HSBC Holdings Plc (HSBA) is focusing on organizing Russian debt sales and providing loan financing and export credit a year after selling its consumer business in Russia, according to its local chief executive officer.
“We came to the market too late and in too small a size” as a consumer bank, Mark Stadler, 52, said in an interview yesterday in his Moscow office. “If we had made the investment a decade or 15 years ago, it might have been a very different story. The focus has shifted, and it’s now being a network bank, which is to link Russian corporates looking out and multinationals looking in.”
Europe’s largest bank was hired this month by Russian lenders OAO Sberbank, OAO Gazprombank and Home Credit & Finance Bank to arrange $3.5 billion in debt sales. London-based HSBC has a 50 percent share of the export credit market in Russia this year by number of deals, according to the bank.
HSBC, along with Barclays Plc and Banco Santander SA (SAN), are among international lenders that abandoned consumer banking in Russia over the past two years as state-controlled Sberbank and VTB Group increased market share. Nomos Bank, Russia’s second-biggest privately owned bank, is being acquired by Otkritie Financial Corp, part-owned by VTB.
HSBC in March 2008 announced a $200 million capital injection into its Russian unit that “demonstrated” its long-term commitment to the nation, ex-Russia CEO Stuart Lawson said then. Six months later, Lehman Brothers Holdings Inc. collapsed, triggering a global market rout as credit markets froze.
The bank had four branches in Moscow and one in St. Petersburg and had been building local wealth management and ruble-bond-trading operations. Its loan book was sold to Citigroup Inc. (C) in June 2011 and the branches to Sberbank that September, according to HSBC.
Stadler was named CEO of HSBC’s Russia unit in May, the bank’s third local head since 2010. He succeeded Huseyin Ozkaya, who replaced Lawson. The British-born Stadler, who doesn’t speak Russian, had moved to London this year from Dubai to run private banking in the U.K. and was previously global market head of HSBC Private Bank in the Middle East and North Africa.
“State banks here are formidable competitors, and we are used to that experience in other parts of the world with China and India being obvious examples,” Stadler said.
HSBC, which generates most of its profit in Asia, is planning to sell 10 billion rubles ($333 million) in its first Russian debt issue to diversify funding and to meet demand by international clients operating in Russia, Stadler said.
The bank, which has more than 270 employees in Moscow and St. Petersburg, is the 10th largest organizer of foreign debt in Russia this year, according to data compiled by Bloomberg. HSBC was also hired by OAO Promsvyazbank to help it sell shares in an initial public offering. The IPO was postponed on Oct. 15, and HSBC is looking at alternatives for Promsvyazbank to raise capital, such as selling subordinated debt, Stadler said.

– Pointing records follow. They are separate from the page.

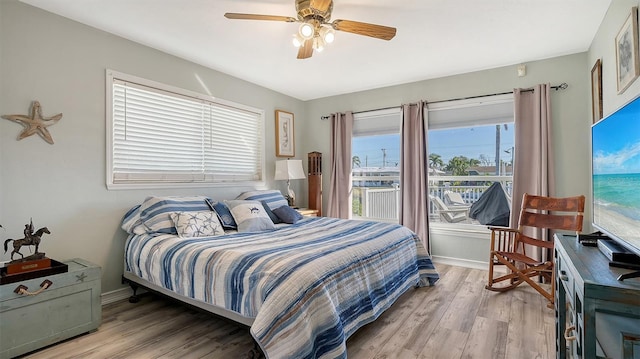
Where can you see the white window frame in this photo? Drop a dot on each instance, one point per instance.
(160, 180)
(488, 110)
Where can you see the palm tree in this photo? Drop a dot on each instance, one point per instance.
(355, 161)
(435, 161)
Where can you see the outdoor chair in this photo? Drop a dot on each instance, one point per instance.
(450, 214)
(509, 246)
(454, 199)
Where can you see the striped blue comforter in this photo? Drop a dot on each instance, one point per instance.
(309, 286)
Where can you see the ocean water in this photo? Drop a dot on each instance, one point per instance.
(619, 193)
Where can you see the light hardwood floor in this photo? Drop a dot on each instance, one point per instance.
(457, 318)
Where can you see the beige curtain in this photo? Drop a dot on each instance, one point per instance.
(339, 202)
(414, 193)
(533, 158)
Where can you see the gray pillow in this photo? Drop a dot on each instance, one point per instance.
(250, 216)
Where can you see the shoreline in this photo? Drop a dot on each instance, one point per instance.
(620, 225)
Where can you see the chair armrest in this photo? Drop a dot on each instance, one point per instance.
(503, 229)
(503, 239)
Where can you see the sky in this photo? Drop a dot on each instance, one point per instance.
(449, 143)
(616, 141)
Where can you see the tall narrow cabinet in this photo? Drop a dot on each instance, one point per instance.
(315, 181)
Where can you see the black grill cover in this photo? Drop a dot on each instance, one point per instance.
(492, 208)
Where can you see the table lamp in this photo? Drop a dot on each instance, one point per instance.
(288, 170)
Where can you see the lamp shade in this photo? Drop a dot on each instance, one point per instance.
(289, 169)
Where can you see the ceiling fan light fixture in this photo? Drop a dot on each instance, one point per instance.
(297, 40)
(306, 30)
(318, 44)
(328, 34)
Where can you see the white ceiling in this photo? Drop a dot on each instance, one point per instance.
(435, 38)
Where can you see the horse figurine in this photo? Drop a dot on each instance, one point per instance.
(28, 240)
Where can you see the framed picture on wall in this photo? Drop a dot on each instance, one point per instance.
(285, 143)
(596, 91)
(627, 64)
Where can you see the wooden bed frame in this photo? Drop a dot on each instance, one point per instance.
(136, 282)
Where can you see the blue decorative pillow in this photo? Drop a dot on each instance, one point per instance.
(270, 213)
(272, 197)
(288, 214)
(250, 216)
(197, 224)
(223, 214)
(155, 212)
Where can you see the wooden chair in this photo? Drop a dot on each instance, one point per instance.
(508, 244)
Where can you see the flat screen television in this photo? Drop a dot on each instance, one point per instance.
(615, 148)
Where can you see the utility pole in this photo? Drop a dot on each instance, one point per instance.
(384, 157)
(497, 150)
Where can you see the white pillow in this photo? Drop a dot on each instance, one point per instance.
(250, 216)
(197, 224)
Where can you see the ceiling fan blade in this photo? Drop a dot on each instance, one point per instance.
(306, 50)
(363, 28)
(237, 16)
(321, 5)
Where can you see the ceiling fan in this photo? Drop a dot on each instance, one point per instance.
(315, 30)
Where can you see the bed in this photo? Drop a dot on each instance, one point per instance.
(302, 288)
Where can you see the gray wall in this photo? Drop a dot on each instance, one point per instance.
(62, 64)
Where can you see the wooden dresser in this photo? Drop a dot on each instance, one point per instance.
(596, 315)
(68, 307)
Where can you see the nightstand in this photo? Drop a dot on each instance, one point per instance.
(69, 306)
(307, 212)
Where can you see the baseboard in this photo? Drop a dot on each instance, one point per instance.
(467, 263)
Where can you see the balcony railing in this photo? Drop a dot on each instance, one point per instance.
(381, 201)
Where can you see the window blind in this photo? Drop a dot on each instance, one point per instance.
(161, 136)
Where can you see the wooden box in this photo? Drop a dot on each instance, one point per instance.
(54, 268)
(68, 307)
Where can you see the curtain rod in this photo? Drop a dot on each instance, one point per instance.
(562, 86)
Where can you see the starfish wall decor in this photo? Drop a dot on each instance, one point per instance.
(35, 123)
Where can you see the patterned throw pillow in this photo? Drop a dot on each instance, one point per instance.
(224, 214)
(250, 216)
(197, 224)
(155, 212)
(287, 214)
(273, 198)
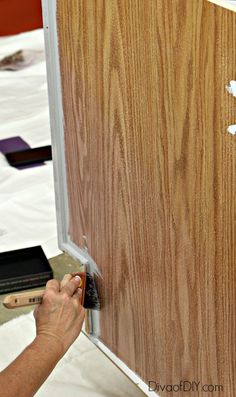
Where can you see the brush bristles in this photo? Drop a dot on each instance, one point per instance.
(91, 299)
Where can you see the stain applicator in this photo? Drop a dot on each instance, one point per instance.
(89, 298)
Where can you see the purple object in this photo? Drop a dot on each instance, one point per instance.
(16, 144)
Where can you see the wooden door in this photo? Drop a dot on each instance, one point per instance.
(151, 179)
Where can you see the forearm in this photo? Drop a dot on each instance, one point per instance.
(24, 376)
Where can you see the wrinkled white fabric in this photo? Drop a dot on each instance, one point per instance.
(84, 371)
(27, 204)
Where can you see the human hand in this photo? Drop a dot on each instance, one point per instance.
(61, 315)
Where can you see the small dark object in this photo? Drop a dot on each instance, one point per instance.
(29, 156)
(24, 268)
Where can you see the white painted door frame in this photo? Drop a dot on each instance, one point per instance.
(59, 164)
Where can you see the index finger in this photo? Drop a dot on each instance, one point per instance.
(53, 284)
(71, 286)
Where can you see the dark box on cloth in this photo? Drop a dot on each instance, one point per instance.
(24, 268)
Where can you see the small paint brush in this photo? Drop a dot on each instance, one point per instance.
(89, 297)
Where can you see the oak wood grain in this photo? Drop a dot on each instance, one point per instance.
(151, 179)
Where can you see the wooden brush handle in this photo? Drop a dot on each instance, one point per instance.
(23, 299)
(29, 298)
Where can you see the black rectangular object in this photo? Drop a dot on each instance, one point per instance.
(29, 156)
(24, 268)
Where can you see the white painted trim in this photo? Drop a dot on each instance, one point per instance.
(123, 367)
(56, 119)
(59, 164)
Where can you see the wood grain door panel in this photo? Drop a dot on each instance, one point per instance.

“We have seen at first hand the clear preference by investors to take credit rather than equity risk,” he said. “The Promsyvazbank IPO, which we were a lead on, was pulled because investor pricing requirements were not in line with the bank’s view on valuation.”
HSBC is “looking again” at Russia’s privatization program after not applying to the Kremlin to be an adviser, Stadler said. Twenty-three domestic and foreign banks were chosen to advise the government on its 1 trillion rubles of asset sales.